If I’m feeling poetic, I could see your metal detectors as instruments of hope. Ok, they may not be style magnets but, viewed in this way, they are images of the human being’s desire and determination, to search out truth and beauty, and to continue to hope that truth and beauty do indeed lie out there. Truth and beauty are often to be found buried, obscured by the accumulated silt of other, less remarkable things.

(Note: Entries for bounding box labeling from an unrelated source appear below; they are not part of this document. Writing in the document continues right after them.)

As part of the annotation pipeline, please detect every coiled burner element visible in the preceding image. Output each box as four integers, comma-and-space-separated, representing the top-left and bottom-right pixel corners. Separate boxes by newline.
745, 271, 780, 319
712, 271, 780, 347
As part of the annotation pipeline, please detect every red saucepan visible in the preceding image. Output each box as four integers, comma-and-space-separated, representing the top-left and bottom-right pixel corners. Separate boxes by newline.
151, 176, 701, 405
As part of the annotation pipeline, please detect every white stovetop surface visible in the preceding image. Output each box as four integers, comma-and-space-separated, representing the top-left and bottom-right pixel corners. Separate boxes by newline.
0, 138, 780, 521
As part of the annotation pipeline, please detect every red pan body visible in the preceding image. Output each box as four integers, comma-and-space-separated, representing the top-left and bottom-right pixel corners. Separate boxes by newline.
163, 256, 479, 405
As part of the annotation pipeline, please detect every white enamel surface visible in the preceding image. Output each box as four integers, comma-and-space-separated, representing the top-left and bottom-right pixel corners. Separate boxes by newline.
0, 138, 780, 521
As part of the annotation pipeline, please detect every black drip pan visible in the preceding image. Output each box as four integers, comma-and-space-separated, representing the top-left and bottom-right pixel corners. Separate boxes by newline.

All the great thinkers and spiritual leaders have emphasised the need for hope. We know that human beings are capable of acts of ugliness, cowardice and falsehood. These thinkers hold us firm to the belief that, as individuals and as communities, human beings are capable of great beauty, courage and truth. And that these great universals can be unearthed in all kinds of places; in all kinds of interactions with others.
Presumably, detectorists are afflicted by finite disappointment on a routine basis. It’s part of the process. But you seem to be powered by infinite hope. Maybe you detectorists aren’t that odd after all.
Maybe I’ll follow you up the beach and see what I might find. Or not find.